Relationship Between Gastroesophageal Reflux and Symptoms in Patients Referred for Ambulatory pH Monitoring

Abstract
Ambulatory pH monitoring is regarded as the most objective means of detecting and quantifying gastroesophageal reflux. Nevertheless, the relationship between symptoms and distal esophageal acid exposure is unclear, especially in patients with atypical reflux symptoms or noncardiac chest pain. The aim of this study was to explore the relationship between symptoms and the indices of gastroesophageal reflux currently used. We examined 100 consecutive, unselected patients referred for ambulatory pH monitoring with suspected symptomatic gastroesophageal reflux (n = 65) or unexplained noncardiac chest pain (n = 35). A symptom‐reflux association (SRA) was defined as the percentage of episodes of pain, or heartburn, during pH monitoring that were reported within 5 minutes of a gastroesophageal reflux event (pH fall to < 4).
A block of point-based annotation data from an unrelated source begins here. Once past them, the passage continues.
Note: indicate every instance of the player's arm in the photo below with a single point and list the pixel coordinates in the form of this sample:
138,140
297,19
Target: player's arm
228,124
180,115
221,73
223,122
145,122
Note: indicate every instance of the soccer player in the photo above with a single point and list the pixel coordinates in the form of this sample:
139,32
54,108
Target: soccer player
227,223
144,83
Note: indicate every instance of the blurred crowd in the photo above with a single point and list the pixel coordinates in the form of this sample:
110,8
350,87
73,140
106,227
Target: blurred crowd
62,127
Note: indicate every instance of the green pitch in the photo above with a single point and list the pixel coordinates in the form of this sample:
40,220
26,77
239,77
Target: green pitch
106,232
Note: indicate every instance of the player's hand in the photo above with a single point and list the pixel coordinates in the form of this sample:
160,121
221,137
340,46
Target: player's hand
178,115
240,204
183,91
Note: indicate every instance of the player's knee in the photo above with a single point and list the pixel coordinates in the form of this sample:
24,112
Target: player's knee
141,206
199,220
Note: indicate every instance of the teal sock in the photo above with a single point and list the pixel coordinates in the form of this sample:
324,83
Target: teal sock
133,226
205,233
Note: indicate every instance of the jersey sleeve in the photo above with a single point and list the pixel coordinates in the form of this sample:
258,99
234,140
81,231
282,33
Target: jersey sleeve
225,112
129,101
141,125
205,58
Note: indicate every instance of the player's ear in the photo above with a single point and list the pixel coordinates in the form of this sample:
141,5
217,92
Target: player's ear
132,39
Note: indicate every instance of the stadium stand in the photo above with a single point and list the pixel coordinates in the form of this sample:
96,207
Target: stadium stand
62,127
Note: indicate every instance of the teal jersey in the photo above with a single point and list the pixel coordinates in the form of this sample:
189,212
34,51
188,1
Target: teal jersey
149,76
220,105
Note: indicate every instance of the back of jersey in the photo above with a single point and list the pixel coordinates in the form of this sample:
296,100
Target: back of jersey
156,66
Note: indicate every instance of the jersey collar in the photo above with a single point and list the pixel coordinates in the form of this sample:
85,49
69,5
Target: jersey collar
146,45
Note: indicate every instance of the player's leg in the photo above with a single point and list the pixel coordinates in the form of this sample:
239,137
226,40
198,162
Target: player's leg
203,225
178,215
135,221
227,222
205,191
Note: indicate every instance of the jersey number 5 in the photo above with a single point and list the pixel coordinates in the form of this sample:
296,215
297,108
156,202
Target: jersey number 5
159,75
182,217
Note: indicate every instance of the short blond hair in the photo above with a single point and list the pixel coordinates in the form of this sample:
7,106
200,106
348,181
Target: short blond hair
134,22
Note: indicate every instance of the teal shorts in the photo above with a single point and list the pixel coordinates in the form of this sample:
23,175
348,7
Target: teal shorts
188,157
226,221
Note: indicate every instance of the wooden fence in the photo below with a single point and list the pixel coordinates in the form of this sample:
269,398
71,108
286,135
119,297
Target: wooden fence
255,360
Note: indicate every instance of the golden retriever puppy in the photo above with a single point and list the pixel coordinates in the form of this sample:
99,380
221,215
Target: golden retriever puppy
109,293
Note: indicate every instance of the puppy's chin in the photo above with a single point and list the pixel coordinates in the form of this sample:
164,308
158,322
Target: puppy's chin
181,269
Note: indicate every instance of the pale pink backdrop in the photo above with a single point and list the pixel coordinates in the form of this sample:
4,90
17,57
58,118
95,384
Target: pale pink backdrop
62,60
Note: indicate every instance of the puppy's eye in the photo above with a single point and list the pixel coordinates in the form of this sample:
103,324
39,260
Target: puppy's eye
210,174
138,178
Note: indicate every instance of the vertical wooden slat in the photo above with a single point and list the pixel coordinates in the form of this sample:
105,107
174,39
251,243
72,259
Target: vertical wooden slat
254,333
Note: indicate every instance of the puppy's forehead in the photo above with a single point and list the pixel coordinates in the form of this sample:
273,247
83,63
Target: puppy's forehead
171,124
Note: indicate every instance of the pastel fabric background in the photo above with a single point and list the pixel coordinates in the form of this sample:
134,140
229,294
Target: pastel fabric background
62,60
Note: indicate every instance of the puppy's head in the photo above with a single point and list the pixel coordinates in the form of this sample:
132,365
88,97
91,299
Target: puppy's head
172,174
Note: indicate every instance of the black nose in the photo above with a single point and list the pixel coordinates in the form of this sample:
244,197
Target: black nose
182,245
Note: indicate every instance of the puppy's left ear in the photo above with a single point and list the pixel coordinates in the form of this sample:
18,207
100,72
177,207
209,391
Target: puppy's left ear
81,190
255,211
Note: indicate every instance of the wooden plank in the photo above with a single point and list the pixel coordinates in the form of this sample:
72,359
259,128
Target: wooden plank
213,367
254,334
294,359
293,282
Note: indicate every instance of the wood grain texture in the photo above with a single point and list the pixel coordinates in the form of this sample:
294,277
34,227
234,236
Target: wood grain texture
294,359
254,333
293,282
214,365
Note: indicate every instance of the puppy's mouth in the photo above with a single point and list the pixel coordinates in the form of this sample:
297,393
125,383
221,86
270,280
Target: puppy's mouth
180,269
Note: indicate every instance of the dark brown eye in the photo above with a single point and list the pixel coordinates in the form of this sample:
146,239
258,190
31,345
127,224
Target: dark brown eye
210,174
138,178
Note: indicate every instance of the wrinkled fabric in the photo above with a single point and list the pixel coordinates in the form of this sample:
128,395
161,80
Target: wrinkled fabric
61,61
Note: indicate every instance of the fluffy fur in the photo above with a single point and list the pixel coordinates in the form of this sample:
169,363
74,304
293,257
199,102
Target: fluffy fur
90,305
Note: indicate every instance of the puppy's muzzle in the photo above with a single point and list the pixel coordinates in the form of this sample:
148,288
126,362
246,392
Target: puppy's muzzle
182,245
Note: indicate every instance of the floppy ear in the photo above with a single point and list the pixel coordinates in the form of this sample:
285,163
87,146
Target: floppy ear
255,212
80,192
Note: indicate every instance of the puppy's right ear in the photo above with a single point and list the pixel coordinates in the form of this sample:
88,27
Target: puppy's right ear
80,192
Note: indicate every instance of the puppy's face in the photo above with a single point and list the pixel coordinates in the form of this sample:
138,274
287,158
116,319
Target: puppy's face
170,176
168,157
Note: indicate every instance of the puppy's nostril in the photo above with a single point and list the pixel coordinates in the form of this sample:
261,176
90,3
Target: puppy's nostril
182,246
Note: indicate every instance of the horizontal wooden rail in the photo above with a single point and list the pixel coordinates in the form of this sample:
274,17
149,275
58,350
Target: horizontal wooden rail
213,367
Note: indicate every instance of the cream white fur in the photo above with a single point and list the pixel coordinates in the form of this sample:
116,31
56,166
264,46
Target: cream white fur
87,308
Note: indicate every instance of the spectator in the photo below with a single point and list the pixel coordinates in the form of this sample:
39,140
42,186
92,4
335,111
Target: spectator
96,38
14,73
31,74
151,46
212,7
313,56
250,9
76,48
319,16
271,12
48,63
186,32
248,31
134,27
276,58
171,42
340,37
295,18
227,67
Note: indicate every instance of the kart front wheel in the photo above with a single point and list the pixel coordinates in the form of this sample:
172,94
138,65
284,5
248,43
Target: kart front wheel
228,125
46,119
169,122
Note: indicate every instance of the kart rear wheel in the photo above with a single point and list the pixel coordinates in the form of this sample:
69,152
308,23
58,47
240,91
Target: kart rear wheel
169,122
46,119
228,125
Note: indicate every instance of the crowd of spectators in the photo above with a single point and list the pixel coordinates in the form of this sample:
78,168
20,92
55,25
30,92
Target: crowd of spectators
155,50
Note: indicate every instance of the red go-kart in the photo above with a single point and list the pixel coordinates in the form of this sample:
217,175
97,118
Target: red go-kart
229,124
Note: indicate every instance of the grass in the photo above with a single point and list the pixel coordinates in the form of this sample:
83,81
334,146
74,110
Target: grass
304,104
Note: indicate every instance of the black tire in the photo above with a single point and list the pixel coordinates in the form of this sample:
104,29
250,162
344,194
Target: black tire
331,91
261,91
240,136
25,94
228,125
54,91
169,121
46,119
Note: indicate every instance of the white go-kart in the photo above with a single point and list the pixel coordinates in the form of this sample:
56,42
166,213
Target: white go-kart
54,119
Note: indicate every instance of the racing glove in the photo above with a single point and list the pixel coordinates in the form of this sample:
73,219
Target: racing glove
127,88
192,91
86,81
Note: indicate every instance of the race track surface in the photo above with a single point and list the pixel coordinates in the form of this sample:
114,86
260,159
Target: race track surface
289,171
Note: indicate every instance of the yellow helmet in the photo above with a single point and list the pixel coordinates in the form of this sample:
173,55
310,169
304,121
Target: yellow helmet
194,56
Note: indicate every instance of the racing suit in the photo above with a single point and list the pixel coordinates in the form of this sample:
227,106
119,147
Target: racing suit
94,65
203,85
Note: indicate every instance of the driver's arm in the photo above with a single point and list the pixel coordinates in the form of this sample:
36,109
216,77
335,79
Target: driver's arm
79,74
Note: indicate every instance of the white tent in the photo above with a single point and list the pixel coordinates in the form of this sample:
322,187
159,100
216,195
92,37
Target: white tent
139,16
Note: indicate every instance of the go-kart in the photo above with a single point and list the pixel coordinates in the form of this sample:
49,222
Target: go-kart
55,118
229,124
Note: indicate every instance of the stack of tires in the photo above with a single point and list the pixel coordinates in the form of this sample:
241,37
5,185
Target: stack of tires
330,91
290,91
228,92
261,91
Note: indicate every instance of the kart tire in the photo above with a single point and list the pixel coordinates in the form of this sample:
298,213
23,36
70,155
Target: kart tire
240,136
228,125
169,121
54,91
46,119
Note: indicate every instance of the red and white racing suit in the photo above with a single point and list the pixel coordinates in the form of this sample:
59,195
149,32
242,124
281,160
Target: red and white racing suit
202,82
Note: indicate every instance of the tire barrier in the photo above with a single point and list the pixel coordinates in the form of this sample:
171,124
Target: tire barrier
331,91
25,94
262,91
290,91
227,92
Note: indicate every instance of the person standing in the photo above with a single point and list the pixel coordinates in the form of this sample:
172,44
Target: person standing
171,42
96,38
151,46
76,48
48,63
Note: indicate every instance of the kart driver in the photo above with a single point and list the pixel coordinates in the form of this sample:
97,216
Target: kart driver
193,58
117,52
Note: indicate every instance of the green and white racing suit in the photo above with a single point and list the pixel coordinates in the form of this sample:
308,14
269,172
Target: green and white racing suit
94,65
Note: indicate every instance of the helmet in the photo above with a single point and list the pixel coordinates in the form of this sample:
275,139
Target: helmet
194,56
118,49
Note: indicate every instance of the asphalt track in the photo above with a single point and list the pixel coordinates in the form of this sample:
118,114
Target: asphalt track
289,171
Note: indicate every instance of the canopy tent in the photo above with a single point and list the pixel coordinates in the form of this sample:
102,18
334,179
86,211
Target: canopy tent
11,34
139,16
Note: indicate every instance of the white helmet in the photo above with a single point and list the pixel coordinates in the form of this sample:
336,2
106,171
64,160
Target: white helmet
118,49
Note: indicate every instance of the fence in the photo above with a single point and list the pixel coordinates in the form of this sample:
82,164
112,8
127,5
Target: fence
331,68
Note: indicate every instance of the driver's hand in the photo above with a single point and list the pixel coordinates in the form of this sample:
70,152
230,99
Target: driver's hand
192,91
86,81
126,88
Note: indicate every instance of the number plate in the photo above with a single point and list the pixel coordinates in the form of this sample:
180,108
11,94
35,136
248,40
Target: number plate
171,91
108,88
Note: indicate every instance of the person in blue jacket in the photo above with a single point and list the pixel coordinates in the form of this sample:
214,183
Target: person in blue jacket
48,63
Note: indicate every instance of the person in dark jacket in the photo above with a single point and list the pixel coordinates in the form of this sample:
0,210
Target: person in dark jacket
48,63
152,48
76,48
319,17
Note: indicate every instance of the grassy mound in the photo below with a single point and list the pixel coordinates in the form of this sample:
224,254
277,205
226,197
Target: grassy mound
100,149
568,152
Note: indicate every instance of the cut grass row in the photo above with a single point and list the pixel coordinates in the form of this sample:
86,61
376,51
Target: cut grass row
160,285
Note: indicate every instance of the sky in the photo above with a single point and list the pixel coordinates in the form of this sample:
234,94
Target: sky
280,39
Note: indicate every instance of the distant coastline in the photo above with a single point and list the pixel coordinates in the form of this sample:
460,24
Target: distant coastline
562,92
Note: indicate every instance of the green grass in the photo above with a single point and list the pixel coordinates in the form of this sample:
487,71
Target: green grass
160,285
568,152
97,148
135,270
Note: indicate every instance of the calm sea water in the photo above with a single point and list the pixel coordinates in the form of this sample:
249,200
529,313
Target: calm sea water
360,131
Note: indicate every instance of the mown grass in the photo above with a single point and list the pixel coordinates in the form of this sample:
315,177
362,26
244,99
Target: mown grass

The two most sensitive predictors of symptomatic reflux (defined as a SRA < 50%) were the frequency of erect reflux episodes per hour (sensitivity 90%, specificity 77%, and accuracy 85%) and the erect reflux time (sensitivity 61%, specificity 93%, and accuracy 75%). To identify gastroesophageal reflux as a cause of symptoms, it is important to seek a temporal relationship between symptoms and reflux events. Reliance on acid exposure times alone will result in “false negative” diagnoses in some patients with symptomatic reflux who do not have excess reflux.